A pair of bills recently introduced in the U.S. Senate and House of Representatives are aimed at fixing a technicality that has left the owners of some small businesses without the types of water heaters needed for their operations.
The tandem proposals, S. 4061 and H.R. 7962, would expand and clarify the definition of a water heater in order to align with a test-procedure rule that has required manufacturers to rate some types of commercial water heaters using the energy-efficiency standards for residential models.
“This created turmoil within the industry and resulted in property owners and small business owners spending resources to find alternative solutions because the commercial water heating equipment that fit their needs was no longer available,” according to a statement from the Air-Conditioning, Heating, and Refrigeration Institute (AHRI), a trade group that represents HVACR manufacturers.
“We’ve been working on this for quite some time,” said Samantha Slater, AHRI’s senior vice president for government affairs, by phone recently. There is broad recognition in Washington, D.C., that the changes need to be made, Slater said, adding that she’s optimistic that the House and Senate will pass the legislation by the end of the year.
“There is a good understanding of why this is necessary,” she said.
After the test-procedure rule was issued in late November 2016 by the Department of Energy (DOE), the work-around for obtaining certain kinds of commercial water heaters had been a non-enforcement policy regarding that test-procedure rule, Slater said. But that policy expired at the end of last year, prompting the new legislation.
“The Department of Energy told us a long time ago that this change would need to be statutory and we would need to go to Congress and work with Congress to get this fix made,” Slater said.
Meanwhile, some small businesses have been affected by the glitch.
“There is a class of customer that has been affected by this and cannot get the equipment they want at the moment,” Slater said. Nail salons and small eateries, she said, are examples of the kinds of businesses that have been affected, she said.

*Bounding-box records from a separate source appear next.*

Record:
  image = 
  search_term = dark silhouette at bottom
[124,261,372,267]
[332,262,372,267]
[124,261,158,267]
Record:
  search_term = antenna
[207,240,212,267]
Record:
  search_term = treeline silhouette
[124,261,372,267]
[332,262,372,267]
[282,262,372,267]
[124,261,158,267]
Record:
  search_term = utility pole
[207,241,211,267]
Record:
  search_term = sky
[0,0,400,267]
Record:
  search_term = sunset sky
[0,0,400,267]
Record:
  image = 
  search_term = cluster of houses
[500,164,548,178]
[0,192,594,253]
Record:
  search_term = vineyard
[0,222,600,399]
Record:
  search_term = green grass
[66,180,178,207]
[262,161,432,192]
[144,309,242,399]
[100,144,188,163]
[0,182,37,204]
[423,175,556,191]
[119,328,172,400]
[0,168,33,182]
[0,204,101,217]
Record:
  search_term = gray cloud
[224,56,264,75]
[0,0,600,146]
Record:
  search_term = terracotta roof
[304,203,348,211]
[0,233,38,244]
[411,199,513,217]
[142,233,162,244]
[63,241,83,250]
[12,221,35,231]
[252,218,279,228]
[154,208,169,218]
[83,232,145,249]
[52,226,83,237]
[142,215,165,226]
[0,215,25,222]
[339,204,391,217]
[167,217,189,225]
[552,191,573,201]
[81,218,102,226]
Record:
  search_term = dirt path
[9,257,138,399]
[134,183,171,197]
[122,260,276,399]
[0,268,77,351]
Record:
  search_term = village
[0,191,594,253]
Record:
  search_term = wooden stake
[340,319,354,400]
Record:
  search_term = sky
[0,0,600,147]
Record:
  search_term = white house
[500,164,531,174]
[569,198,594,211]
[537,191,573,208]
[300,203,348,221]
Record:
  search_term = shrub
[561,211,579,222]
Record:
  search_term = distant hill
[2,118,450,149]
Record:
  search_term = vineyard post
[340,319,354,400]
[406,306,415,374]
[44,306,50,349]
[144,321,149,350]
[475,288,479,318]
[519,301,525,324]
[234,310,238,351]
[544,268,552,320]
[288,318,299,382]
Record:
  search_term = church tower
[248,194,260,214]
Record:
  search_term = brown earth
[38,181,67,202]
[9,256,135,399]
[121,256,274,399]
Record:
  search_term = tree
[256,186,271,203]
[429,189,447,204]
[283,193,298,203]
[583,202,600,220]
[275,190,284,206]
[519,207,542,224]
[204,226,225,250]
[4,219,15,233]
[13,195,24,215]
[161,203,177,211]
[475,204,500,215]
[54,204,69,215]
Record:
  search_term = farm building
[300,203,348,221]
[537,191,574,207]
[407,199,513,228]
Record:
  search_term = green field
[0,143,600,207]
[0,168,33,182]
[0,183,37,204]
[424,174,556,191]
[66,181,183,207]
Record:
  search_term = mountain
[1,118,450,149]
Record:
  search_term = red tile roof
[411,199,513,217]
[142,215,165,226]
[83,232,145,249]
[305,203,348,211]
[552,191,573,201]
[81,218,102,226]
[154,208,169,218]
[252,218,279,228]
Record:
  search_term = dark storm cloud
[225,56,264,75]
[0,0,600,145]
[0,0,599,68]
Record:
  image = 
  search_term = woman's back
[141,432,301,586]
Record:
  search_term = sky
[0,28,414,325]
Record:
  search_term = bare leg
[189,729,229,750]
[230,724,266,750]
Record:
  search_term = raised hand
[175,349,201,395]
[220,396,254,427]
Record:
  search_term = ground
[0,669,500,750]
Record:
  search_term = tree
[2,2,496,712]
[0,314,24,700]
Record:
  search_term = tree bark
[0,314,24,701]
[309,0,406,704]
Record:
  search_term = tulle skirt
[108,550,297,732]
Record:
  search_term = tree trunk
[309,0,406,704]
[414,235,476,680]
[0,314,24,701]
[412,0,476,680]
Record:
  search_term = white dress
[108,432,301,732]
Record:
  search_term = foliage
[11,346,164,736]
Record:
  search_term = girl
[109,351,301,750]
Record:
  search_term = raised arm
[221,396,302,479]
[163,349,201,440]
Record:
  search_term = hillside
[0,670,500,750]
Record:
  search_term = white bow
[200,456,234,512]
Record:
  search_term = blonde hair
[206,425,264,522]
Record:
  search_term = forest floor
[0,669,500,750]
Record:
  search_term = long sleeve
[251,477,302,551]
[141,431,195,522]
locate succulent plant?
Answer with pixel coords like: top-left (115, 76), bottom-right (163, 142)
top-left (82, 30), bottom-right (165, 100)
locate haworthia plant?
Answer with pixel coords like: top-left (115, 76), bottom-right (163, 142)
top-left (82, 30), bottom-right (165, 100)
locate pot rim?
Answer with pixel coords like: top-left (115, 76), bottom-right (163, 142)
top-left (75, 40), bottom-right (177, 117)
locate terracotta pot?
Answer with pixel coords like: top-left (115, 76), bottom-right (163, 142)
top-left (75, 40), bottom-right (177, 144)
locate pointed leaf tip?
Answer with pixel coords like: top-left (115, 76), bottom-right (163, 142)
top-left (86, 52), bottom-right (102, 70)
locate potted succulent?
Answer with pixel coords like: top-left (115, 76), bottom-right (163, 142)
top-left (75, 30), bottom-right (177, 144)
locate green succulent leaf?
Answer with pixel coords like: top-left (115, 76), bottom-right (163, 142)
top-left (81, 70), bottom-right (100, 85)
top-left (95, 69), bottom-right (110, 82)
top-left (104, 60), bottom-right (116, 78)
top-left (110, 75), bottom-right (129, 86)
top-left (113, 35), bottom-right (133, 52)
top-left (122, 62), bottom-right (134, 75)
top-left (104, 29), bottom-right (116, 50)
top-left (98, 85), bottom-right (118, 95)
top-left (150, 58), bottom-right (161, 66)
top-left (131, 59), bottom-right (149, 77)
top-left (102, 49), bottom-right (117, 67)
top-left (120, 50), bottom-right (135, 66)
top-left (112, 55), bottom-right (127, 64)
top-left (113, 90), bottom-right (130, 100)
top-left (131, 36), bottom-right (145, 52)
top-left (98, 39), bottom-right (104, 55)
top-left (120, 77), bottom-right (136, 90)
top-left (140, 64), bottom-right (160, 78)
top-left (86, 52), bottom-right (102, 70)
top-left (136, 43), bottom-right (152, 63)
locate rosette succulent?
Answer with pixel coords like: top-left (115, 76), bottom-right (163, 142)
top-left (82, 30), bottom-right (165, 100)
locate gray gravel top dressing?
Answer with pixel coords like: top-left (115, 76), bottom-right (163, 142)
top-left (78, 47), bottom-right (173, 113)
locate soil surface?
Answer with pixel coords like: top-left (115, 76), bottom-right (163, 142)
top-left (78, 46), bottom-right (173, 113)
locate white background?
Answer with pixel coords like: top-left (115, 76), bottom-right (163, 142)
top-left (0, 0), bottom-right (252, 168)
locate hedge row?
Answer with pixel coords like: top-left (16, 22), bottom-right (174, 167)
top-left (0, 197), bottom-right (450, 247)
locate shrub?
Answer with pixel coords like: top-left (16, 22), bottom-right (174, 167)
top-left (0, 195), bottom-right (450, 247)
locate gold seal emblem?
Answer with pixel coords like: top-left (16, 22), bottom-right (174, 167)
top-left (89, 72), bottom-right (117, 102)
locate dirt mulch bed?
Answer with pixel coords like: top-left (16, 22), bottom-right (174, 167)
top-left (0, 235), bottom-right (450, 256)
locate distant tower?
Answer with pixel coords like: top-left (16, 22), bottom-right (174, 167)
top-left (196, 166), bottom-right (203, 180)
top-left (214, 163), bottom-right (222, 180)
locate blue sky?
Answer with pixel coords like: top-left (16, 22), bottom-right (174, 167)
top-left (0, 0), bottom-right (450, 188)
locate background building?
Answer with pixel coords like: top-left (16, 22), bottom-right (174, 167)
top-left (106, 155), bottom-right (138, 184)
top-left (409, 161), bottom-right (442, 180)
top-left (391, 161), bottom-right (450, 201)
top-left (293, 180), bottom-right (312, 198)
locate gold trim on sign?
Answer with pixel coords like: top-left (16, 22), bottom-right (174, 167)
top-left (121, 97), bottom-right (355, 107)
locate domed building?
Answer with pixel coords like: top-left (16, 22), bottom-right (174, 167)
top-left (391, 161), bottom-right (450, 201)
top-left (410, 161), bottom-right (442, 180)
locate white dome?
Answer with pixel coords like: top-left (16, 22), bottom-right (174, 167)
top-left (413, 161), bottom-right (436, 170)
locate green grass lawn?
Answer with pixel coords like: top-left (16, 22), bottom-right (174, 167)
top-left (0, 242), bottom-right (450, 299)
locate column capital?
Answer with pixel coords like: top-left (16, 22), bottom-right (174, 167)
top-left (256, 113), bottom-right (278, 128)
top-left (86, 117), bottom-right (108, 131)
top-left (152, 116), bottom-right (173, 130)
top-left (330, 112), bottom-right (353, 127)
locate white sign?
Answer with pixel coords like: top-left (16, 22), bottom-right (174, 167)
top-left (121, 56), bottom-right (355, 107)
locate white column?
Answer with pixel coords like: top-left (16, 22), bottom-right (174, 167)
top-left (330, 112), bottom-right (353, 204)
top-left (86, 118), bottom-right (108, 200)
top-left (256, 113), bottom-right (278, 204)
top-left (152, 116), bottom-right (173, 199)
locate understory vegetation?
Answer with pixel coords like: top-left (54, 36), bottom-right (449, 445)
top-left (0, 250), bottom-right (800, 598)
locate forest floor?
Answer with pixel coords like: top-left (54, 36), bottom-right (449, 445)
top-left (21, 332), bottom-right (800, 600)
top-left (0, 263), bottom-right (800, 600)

The bills would modify the Energy Policy and Conservation Act of 1975. In addition to clarifying how a water heater is defined, the bills would also revise energy conservation standards, set forth labeling requirements for water heaters, and require the DOE to determine whether electric storage water heaters should have demand-response features, according to an official summary. Demand-response capability could ease those water heaters’ draw on the power grid during times of peak electricity use.
Ahead of a recent House Energy and Commerce Committee hearing on H.R. 7962, AHRI sent a letter to the leadership of both the House and Senate energy committees that expressed support for the changes.
“This bipartisan bill will realign the legal definitions of commercial and residential water heating equipment, enable more appropriate product choices for small businesses, and provide business certainty for water heater manufacturers,” said Stephen Yurek, the AHRI president and CEO, in the letter.
S. 4061, co-sponsored by Sens. Debbie Stabenow, D-Michigan, and Marsha Blackburn, R-Tennessee, is pending in the Senate Energy and Natural Resources Committee. H.R. 7962, introduced by Rep. Debbie Dingell, D-Michigan, and co-sponsored by Dingell and 11 other House members, is pending in the House Energy and Commerce Committee’s subcommittee on energy.